Para romper el dilema entre la fortaleza fiscal financiera y las debilidades en el gasto en infraestructura y gasto social se requieren dos cosas: aumentar los ingresos fiscales y reducir gastos improductivos. Respecto a los primeros, la presión tributaria de Perú ha estado por debajo del promedio de América Latina, y la tendencia se fue agravando a partir del año 2015.
Una reforma tributaria integral que complemente la realizada en el año 1991 y que permitió que el déficit fiscal cambiara de una historia de fracaso a una historia de éxito se ha venido postergando sucesivamente por varios años debido a una suerte de “pereza fiscal”. Este concepto ha sido más utilizado a nivel local y se refiere a la ausencia de esfuerzos para aumentar la recaudación debido a la ausencia de incentivos adecuados, en este caso debido a las transferencias que se reciben del Gobierno nacional. La “pereza fiscal” nacional ocurre porque tenemos resuelto el problema financiero y no hay incentivos para las elites políticas y empresariales de realizar reformas.
Esta pereza se refuerza porque cada vez que el “cinturón empieza a apretar” somos un país afortunado y el precio de los minerales, y en particular el precio del cobre, aumenta. En la historia reciente los precios aumentaron a partir del 2003, cuando la deuda pública rozaba el 50% del PBI, cayeron en el 2009 con la crisis financiera global, pero se recuperaron inmediatamente a partir del 2010, iniciaron un ciclo a la baja en el 2011 hasta el 2014, pero insinuaron una recuperación a partir del 2017 y consolidaron su aumento a partir del año 2021.
El aumento del precio de los minerales, junto a otros eventos también temporales, provocó que luego de la caída de los ingresos tributarios como consecuencia de la pandemia la recuperación haya sido muy rápida. Si comparamos lo que ocurrió en la crisis financiera global, los ingresos cayeron en el 2009 y no se recuperaron sino hasta el 2012. En cambio, en la crisis reciente, los ingresos cayeron en el 2020 y ya en el 2021 no solo se habían recuperado, sino que han superado los niveles prepandemia. En el 2022 el crecimiento de los ingresos ha continuado.
La buena noticia es que un estudio de S&P alerta que la demanda de cobre prácticamente se duplicará entre el 2021 y el 2035, pasando de 25 a 49 millones de TM, “en gran medida como consecuencia de la transición energética”. Esto augura muy buenos precios para el cobre al menos en la próxima década, dado que las inversiones para ampliar la oferta en minería toman varios años.

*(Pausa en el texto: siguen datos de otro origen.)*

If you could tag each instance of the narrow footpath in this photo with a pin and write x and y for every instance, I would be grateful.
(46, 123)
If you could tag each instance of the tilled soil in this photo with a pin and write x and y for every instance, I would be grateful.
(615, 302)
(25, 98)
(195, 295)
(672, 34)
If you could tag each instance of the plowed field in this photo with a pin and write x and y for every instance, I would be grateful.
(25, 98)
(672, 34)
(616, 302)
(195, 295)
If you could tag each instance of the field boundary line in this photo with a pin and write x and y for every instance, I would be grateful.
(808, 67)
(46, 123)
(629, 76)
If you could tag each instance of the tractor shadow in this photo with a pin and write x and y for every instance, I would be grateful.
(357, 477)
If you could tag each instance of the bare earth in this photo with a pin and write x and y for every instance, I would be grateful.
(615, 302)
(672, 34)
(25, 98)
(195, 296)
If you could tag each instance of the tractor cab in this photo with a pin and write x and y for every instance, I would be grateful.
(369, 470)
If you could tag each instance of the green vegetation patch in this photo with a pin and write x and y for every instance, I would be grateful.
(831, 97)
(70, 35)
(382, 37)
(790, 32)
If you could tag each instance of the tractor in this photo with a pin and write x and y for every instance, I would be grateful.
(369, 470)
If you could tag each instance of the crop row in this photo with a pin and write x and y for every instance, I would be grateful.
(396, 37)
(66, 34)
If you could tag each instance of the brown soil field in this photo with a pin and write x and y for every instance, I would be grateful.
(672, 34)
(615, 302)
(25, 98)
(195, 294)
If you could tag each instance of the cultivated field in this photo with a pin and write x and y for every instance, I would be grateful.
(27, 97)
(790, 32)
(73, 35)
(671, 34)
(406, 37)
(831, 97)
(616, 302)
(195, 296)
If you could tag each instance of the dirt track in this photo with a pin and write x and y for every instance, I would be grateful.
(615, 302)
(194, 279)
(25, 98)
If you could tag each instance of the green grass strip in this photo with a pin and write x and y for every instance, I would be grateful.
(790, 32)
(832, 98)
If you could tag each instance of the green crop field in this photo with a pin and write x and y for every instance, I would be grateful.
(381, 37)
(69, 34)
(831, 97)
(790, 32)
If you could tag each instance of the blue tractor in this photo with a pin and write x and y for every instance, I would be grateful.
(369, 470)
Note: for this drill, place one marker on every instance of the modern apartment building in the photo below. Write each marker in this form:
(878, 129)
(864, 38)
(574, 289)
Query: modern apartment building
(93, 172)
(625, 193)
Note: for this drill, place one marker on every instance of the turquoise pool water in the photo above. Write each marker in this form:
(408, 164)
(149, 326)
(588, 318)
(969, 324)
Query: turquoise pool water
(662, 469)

Este nuevo escenario implica que tenemos el espacio y el tiempo necesario para realizar las reformas que aumenten los ingresos permanentes cuando se hayan acabado los años de “vacas gordas”. Ahora bien, las reformas de ingresos para que sean viables deben estar asociadas a mejoras explícitas en el gasto en infraestructura y en el gasto social, de lo contrario no serán viables técnica ni políticamente. Un par de ejemplos de estas reformas podrían ser: a) la racionalización de las exoneraciones tributarias, que en buena parte son poco transparentes y regresivas, destinadas a financiar el pilar social del sistema de pensiones; y b) el fortalecimiento del impuesto a la renta personal, mediante la eliminación de deducciones generosas, destinadas a financiar las reformas y mayores gastos que requiere el sector salud.
Si queremos que la fortaleza fiscal de la economía peruana se traslade a beneficios concretos para los ciudadanos, en especial para los más pobres, necesitamos iniciar cuanto antes estas y otras reformas.
- ( 1 ) Incluyendo superávits en los periodos 2006-2008 y 2011-2013.
- ( 2 ) Incluso en el año 2020 en el que hubo una recuperación de la inversión pública, la formación bruta de capital del gobierno general fue solo de 4.2% del PBI.